同市富田浜で姉と2人きょうだいの長男として生まれた。幼いころは怖いもの知らずで、映画で見た忍者をまねて焚火を飛び越そうとして失敗し、足に大やけどを負って家族に心配をかけたこともあった。高校時代、テレビドラマ「HOTEL」の主人公が、毎回起こるさまざまな事件を解決する姿に憧れ、ホテルマンを目指した。
入社した四日市ステーションホテルで、ページボーイから清掃係、ウエイター、フロントクラークなどを経て、営業課販売推進室で結婚式や企業の宴会などを勧める営業を担当するようになった。「お客さまからの『ありがとう』の言葉を聞くたびに、ホテルマンは自分にとって天職だと感じるようになった」と振り返る。
昭和52年に同ホテルは閉鎖し、全従業員が新築された四日市都ホテルに移った。副総支配人を勤めていた55歳の時、大阪本社への転勤を打診された。好きな仕事を続けたいという葛藤があったが、高齢の両親を妻に託しての単身赴任は無理だと退職し、独立を決意して起業した。
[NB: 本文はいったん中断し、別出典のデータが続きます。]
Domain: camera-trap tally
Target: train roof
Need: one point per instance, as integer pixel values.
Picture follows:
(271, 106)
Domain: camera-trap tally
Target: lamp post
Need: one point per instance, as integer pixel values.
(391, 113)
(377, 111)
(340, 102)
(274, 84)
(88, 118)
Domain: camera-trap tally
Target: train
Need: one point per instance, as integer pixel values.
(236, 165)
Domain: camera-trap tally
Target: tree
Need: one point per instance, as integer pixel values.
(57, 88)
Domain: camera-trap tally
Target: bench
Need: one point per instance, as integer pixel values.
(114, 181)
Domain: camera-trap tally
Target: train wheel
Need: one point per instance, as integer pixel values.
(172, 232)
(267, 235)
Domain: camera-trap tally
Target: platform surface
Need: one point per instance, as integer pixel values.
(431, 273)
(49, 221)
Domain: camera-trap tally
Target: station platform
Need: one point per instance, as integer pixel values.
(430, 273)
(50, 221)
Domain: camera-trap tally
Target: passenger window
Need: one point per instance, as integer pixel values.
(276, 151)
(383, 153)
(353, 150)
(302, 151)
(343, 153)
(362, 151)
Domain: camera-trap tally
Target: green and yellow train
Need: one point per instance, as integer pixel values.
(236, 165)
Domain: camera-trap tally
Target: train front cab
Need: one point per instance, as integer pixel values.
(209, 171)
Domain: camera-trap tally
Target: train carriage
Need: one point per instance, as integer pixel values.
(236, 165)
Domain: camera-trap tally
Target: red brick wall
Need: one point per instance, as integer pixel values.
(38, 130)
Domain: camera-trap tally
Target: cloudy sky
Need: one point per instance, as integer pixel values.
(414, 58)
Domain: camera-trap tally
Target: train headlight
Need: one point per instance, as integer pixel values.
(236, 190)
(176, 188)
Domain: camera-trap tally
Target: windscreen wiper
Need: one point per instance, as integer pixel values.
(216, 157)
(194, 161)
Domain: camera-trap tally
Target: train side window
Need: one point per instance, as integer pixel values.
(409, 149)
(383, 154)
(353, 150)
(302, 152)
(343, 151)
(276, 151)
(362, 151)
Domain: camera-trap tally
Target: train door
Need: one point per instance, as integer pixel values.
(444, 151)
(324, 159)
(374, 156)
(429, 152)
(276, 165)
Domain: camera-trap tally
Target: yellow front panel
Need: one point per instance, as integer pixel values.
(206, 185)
リゾートホテルの一室を思わせるベランダ付きの広いショールームには、応接セットやダイニングテーブルを配置し、カップボードには品質の高さとセンスが光る和洋食器や小物類を取りそろえ、お客のどんな要望にも応えられるようにしている。「これが欲しかった」「実際に見て、選べるのがうれしい」と喜ばれている。
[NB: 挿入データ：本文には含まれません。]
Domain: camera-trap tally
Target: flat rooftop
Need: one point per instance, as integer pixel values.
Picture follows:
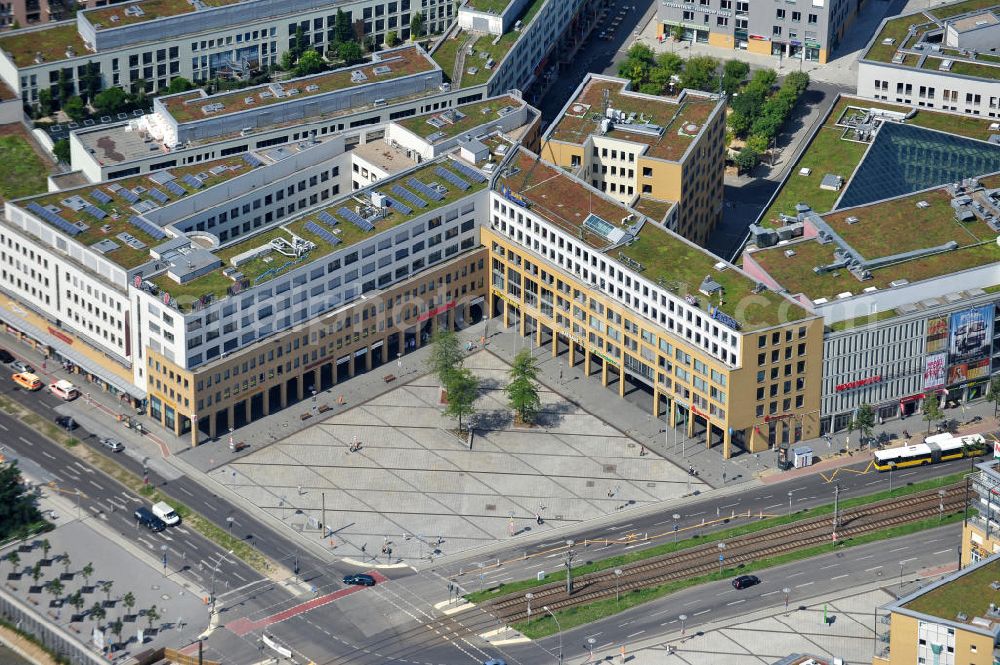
(832, 151)
(681, 120)
(51, 43)
(885, 229)
(961, 597)
(664, 258)
(110, 229)
(128, 13)
(330, 229)
(189, 107)
(447, 124)
(922, 46)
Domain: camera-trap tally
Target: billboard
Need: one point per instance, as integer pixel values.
(935, 370)
(970, 334)
(937, 334)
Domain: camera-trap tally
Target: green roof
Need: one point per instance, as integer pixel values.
(262, 270)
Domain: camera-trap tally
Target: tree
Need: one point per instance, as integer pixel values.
(179, 84)
(75, 108)
(97, 613)
(106, 588)
(863, 422)
(311, 62)
(17, 507)
(417, 26)
(110, 101)
(152, 615)
(699, 73)
(351, 53)
(45, 102)
(932, 410)
(61, 150)
(522, 391)
(993, 394)
(463, 388)
(746, 160)
(734, 72)
(445, 356)
(128, 600)
(342, 31)
(87, 571)
(15, 560)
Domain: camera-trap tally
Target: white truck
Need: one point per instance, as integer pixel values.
(166, 513)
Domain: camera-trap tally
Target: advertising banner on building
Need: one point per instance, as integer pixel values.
(937, 334)
(935, 370)
(970, 334)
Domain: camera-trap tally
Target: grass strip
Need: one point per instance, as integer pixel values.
(543, 625)
(240, 548)
(503, 589)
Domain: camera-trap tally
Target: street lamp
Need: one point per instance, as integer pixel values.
(558, 627)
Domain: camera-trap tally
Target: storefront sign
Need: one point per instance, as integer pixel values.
(851, 385)
(935, 370)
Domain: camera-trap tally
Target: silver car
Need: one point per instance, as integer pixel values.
(114, 445)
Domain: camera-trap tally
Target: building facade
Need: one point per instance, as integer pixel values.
(807, 31)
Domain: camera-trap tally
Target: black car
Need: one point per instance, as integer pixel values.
(360, 579)
(745, 581)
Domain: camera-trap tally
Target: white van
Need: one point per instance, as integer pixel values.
(166, 513)
(64, 390)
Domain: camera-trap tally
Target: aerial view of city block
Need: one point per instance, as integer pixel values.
(500, 332)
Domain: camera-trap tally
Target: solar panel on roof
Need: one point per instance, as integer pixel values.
(468, 171)
(100, 197)
(175, 189)
(429, 192)
(396, 205)
(312, 227)
(94, 212)
(452, 178)
(150, 230)
(409, 196)
(356, 219)
(128, 195)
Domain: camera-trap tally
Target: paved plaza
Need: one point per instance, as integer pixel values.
(416, 484)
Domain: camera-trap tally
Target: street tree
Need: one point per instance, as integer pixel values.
(15, 560)
(152, 616)
(522, 391)
(863, 422)
(87, 571)
(993, 394)
(462, 387)
(932, 410)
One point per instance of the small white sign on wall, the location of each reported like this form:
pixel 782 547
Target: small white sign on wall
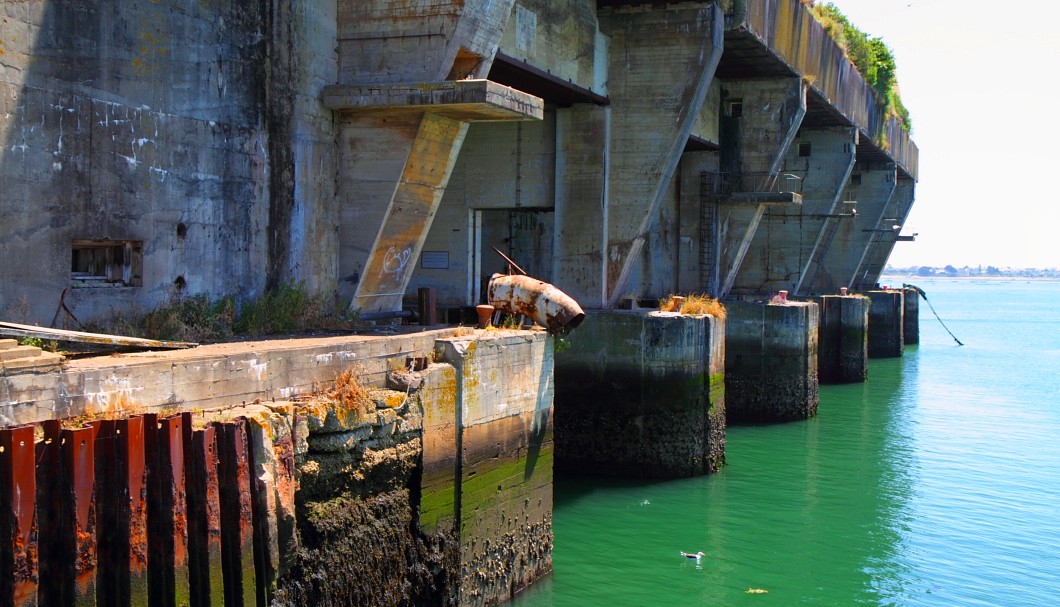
pixel 435 260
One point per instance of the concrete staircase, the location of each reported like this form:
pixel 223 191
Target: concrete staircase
pixel 15 358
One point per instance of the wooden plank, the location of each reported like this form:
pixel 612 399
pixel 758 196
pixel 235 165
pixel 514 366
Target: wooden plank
pixel 101 338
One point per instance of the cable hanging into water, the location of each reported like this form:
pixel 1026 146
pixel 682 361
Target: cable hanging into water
pixel 923 295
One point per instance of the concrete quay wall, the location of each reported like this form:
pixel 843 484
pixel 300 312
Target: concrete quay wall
pixel 436 489
pixel 641 394
pixel 771 361
pixel 886 320
pixel 911 317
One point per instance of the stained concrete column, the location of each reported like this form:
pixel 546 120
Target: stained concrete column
pixel 582 173
pixel 771 361
pixel 641 394
pixel 760 120
pixel 504 506
pixel 911 317
pixel 885 234
pixel 871 188
pixel 404 97
pixel 843 341
pixel 885 324
pixel 661 61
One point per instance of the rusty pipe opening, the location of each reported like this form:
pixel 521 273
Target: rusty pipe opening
pixel 543 302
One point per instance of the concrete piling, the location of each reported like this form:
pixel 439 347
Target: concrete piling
pixel 843 339
pixel 911 318
pixel 885 324
pixel 641 394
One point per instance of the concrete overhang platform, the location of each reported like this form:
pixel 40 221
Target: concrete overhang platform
pixel 773 198
pixel 467 101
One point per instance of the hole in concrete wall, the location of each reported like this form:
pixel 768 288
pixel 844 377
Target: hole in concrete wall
pixel 464 66
pixel 106 263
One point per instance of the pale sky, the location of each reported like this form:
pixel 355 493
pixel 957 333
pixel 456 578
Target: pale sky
pixel 981 85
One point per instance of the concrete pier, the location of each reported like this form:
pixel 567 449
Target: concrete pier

現在は妻惠美子さん(64)と2人暮らし。長男吉孝さん(41)は四日市都ホテルに勤務するホテルマン、次男誠孝さん(40)は画家で名古屋学芸大講師を務めている。息子たちが家族を連れて帰省するたび、孫の成長する姿に目を細めている。
お互いの両親の介護を4年前に終え、寂しさを紛らわそうと惠美子さんは着物の着付けを本格的に学び、講師の資格を得て指導している。「土・日・祝日も、盆・正月も仕事、たまの休日は接待ゴルフで、子育ても親の世話も任せっきりだった妻には、よく頑張ってくれたと感謝しかない」と話す。今では2人で優雅に外食を楽しむ時間が持てるようになった。
平成28年には、社長業の傍ら10年間指導した四日市情報外語専門学校でのホテルブライダル専任講師の経験を生かし、日本ウェディングプランナー協会認定校「TMブライダルスクール」を開校。働きながら学ぶ学生、転職やキャリアアップを希望する人らの時間に合わせた採算度外視の個人レッスンで、資格取得を応援している。
「今後は、ホテルマンとして身に付けた『真心のおもてなし』を生涯の宝として、地域への恩返しをしていけたら」と語った。
略歴: 昭和23年生まれ。同46年四日市ステーションホテル入社。平成16年アートクリエーション設立。同17年ランドクリエーション設立。同18年料理旅館庄助顧問就任。同27年杉山建築顧問就任。同29年公益社団法人四日市法人会常任理事就任。